I believe there is a suspicion that allowing transitioned men to play in gender-protected divisions is akin to letting an MLB player play in a little league game. To be honest, I am personally concerned about this - not necessarily in DG, but in contact sports (hockey, MMA, etc.)
I'm hesitant to even address this - one's
suspicion or
perception of something does not make it so. And it is problematic that the
perception of a transwoman competing in women's divisions is seen as akin to an adult man competing in a division for teenage boys.
As I previously said acceptance rarely comes in the initial generation. These things take time in order to work themselves out in the minds of the public, and sometimes, it never fully dissipates. Again, as previously said, there was not immediate acceptance of Jackie Robinson or his peers who came later, and to this day, there are still people who insist it is not fair for white athletes to compete against black ones.
I'm not sure where we draw the line on co-mingling male and female athletes - is it with contact sports? What about golf, tennis, weightlifting? Are chess and racing cars considered sports?
Again, this is problematic. If you are equating a transwoman as a male athlete playing against female athletes, we're already not participating in the same conversation.
This is a "new" world that isn't entirely clear. One could argue we need inclusion to study the impact, but what happens if/when a cis woman boxer is killed in the ring or paralyzed from an open-ice hit? Does it make sense to under-correct before we over-corect?

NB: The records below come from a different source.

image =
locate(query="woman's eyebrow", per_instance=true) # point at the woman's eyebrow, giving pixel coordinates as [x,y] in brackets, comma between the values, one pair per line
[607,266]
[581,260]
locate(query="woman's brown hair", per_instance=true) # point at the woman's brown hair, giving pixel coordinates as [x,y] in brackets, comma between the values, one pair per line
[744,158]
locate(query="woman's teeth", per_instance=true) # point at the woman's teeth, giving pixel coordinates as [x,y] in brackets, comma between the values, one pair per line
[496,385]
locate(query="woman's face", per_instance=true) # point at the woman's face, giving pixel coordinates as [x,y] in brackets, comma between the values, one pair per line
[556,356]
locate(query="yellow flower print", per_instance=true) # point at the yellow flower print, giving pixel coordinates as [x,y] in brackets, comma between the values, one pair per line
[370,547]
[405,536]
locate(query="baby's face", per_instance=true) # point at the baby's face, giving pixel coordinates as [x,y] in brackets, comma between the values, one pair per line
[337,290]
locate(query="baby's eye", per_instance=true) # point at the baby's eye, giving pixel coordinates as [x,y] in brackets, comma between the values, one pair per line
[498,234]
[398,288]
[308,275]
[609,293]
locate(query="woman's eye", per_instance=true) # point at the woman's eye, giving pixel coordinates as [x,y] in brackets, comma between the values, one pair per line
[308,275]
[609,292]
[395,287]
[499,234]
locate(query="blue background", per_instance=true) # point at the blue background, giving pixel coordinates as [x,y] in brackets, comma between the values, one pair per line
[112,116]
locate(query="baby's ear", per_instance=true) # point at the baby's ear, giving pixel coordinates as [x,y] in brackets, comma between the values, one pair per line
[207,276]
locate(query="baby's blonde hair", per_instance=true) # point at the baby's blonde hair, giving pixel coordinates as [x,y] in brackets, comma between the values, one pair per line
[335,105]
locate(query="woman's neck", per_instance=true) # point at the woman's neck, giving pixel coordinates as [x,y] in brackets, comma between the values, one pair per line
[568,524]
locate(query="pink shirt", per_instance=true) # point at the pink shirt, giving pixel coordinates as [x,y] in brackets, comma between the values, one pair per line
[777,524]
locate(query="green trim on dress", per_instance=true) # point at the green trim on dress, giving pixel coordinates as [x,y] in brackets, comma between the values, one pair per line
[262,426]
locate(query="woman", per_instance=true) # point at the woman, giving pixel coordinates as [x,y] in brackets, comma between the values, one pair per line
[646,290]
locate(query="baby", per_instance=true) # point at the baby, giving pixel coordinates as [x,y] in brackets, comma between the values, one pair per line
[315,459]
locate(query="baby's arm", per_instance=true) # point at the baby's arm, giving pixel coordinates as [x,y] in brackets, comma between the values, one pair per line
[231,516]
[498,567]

Worst-case scenario is always brought up here. I'm not sure why this is. Everyone wants to talk about Fallon Fox broke the orbital bone of an opponent while overlooking that plenty of cis-women break the bones of other cis-women. Somehow, it is significant that a transwoman did it, but in a contact sport, that kind of injury is inevitable. It's going to happen. It would be statistically more interesting if it never happened, but that's not the case at all. And when a cis-woman does it, it almost goes without notice. For example, Miesha Tate had an orbital bone break in a match against Sara McCann, and this is practically never mentioned.
Stories become sensationalized, overblown, and suddenly something that is a statistical probability is treated as something that never happens and OMG how could this have been allowed to happen?
I don't know how to say this any clearer. Competition isn't fair. We try to make it reasonably fair. That's why we have divisions. People have advantages, and they always will. The question isn't whether someone with an advantage should be immediately considered non-eligible, but if that advantage is sufficient to unbalance things.
The majority of people who rage against Natalie or Chloe or whomever don't care for nuance. And honestly - let's postulate that when sufficient evidence is gathered it is determined their ability is within the spectrum of other women, this won't satisfy the people who don't want Natalie or Chloe competing. Because it honestly isn't about fairness to them. It's about the ick factor.
And that perception, that suspicion, isn't going to go away any more than we can make flat-earthers accept that an image of earth taken from space is real.